TransLink steaming full speed into a financial iceberg.

From the Light Rail Transit Association

February 23, 2010

All Party Parliamentary Light Rail Group (APPLRG) report :

The report which is being launched today (15.00, Tuesday 23rd Feb) at an event at the Grand Committee Room, Westminster Hall in Parliament is the outcome of an inquiry chaired by Rochdale MP, Paul Rowen and a panel consisting of:Tom Harris MP (Glasgow South), Graham Stringer MP (Manchester Blackley), Clive Betts MP (Sheffield Attercliffe), Lord John Attlee and Baroness Hanham. Members of the Inquiry met three times in the Autumn of 2009 to consider evidence and hear from twenty five witnesses including the LRTA. The transcripts of the inquiry sessions can be found at the inquiry web hub

The key recommendations of the report include:

For Government

  • the biases against light rail schemes should be removed from the appraisal process
  • the DfT should provide more leadership on light rail, including a dedicated funding stream and a centre of expertise
  • the Government can assist in cutting the high costs of moving utilities associated with new light rail schemes

For local transport authorities promoting light rail schemes

  • trams should not be promoted in isolation but should be fully integrated into wider transport, economic, regeneration and environmental strategies for changing cities for the better
  • the benefits of integration that can come through the tools available in the 2008 Local Transport Act should be explored

For the light rail sector

  • the multiplicity of players, in what is ultimately a small industry, should raise their game through a single, co-ordinated and effective body which will act as a single voice for the industry as well as establish cross-industry standards which can help drive down costs

The report highlighted utility costs as a potential ‘quick win’ in bringing down the costs of new tram schemes.

Paul Rowen MP said: “There’s little argument that modern trams can help get cities moving and transform the urban realm. However, progress on bringing the tram back to city streets can too often get bogged down in circular arguments about process and costs. Our report provides a way out of the impasse with practical recommendations which we will put to the transport leads for all three of our main political parties.”

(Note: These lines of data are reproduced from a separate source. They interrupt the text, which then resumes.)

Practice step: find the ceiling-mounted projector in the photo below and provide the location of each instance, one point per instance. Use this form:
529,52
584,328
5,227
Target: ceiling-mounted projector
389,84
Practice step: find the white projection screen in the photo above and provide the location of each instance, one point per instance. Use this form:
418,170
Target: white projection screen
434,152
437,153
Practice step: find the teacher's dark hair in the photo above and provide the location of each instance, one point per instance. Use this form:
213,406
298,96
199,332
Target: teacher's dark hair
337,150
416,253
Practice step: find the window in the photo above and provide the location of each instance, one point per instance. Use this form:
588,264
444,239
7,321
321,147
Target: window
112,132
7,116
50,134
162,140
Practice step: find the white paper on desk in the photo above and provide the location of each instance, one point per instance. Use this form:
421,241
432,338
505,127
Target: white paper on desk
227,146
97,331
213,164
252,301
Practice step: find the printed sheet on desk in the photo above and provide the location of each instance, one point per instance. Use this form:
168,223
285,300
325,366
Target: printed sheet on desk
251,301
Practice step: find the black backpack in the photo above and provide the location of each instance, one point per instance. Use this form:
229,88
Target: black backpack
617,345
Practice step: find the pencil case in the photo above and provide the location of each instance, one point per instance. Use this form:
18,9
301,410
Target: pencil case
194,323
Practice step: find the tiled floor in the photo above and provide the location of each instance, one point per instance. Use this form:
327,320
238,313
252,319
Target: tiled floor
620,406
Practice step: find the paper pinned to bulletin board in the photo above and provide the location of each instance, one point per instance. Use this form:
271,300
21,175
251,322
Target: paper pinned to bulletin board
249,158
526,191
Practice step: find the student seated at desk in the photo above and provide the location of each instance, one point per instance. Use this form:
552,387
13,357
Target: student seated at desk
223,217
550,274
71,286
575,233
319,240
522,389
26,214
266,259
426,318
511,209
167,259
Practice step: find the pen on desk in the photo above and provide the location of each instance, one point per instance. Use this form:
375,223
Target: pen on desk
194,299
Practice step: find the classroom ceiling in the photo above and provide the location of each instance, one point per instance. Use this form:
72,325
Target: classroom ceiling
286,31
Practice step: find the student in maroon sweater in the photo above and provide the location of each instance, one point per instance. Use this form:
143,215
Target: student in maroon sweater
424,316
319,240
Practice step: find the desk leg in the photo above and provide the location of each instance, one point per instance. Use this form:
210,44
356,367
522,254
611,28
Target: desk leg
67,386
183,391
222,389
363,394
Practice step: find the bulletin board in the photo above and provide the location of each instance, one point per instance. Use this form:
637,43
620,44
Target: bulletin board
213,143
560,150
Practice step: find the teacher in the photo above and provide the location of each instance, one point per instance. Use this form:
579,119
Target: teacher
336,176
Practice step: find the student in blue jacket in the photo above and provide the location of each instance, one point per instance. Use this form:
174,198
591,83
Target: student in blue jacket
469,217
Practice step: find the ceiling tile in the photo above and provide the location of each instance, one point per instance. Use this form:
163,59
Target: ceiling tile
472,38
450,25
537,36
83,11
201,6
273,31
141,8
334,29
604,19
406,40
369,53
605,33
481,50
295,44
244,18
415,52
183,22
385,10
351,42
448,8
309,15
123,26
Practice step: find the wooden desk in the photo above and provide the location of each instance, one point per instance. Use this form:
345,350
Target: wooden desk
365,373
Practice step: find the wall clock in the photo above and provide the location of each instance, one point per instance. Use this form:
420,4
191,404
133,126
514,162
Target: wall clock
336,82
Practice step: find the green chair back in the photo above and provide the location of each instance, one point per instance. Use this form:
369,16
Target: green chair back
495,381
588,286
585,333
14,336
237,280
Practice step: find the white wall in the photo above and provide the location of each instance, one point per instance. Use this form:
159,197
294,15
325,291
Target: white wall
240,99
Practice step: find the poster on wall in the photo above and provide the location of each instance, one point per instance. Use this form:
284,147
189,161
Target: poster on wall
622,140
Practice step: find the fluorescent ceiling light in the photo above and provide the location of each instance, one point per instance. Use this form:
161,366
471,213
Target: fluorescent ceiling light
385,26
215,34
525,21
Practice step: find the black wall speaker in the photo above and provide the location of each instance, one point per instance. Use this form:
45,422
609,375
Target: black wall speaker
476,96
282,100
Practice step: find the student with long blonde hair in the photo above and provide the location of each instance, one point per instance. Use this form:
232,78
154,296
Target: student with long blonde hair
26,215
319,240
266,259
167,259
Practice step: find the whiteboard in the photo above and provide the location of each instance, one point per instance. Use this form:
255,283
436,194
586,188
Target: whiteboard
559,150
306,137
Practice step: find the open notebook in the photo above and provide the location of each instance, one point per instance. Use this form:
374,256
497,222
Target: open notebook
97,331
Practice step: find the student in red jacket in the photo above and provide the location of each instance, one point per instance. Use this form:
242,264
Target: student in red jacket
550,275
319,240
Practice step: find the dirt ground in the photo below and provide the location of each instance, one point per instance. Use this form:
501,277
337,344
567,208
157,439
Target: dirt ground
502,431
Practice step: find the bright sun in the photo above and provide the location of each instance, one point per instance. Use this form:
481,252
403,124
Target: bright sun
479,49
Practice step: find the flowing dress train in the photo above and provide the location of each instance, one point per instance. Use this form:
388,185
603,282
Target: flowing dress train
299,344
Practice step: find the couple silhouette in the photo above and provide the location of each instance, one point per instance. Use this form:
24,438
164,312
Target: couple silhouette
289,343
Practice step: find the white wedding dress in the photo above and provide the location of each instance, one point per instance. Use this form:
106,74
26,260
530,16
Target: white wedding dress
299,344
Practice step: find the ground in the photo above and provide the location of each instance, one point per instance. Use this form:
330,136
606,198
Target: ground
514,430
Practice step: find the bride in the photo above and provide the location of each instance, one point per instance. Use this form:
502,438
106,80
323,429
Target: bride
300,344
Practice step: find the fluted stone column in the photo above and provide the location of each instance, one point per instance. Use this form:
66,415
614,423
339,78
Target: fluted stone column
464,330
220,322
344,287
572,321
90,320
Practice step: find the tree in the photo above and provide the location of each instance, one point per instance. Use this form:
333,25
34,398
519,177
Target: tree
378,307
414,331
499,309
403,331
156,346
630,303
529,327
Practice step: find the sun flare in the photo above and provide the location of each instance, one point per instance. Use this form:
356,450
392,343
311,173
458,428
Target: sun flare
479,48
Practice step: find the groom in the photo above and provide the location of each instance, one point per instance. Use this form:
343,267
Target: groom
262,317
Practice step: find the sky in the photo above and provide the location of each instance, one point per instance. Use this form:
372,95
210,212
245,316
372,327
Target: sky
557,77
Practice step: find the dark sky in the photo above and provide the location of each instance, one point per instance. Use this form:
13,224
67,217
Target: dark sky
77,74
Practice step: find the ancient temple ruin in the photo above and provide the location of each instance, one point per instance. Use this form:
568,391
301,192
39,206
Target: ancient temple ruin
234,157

The (AVG) Albtal-Verkehrs-Gesellschaft GmbH- Karlsruhe’s longest tramtrain route – S4

February 8, 2010

The AVG’s longest run is now a 210km (130 mile) S4 service from Öhringen through central Karlsruhe to Achern, south-west of Baden-Baden. The TramTrain route uses DB mainlines, regional railway lines and on-street running in various cities.

The above map gives the various routes of Karlsruhe’s famous TramTrain network; largely in an area of comparable density and population of Vancouver and the Fraser Valley. This something to think about when planners and politicians claim: “There isn’t the density in the Fraser Valley to support ‘rail’ transit.”

The Growing Popularity of TramTrains Are Again In The News

January 27, 2010

The February Tramways & Urban Transit has an excellent article on TramTrains and their growing popularity with transit planners in Europe and North America. The article ” Tram-trains: are they worth it? “, is interesting and well worth reading as very important questions are posed. The article was written mainly for the UK market where TramTrain is seen by transit bureaucrats as a “cheap way to replace clapped out DMU’s” on local services and more thought must be put into UK TramTrain proposals.

The lessons for the UK are also lessons for us on the ‘other side of the pond’.

Most interesting and what North American TramTrain proponents have know all along, is that today’s TramTrain can trace its ancestry back to the North American interurban!

The lesson for Rail For The Valley is, for the proposed reinstatement of valley interurban operation to be successful, interurban or TramTrain must service urban areas like Vancouver and must must do away with inconvenient and time consuming transfers, like the transfer proposed by many ‘rail’ groups for the interurban service to terminated at Scott Road Station and passenger transfer to SkyTrain.

Eliminating the transfer to SkyTrain and providing a direct service to downtown Vancouver are key in making the Valley interurban or TramTrain a success.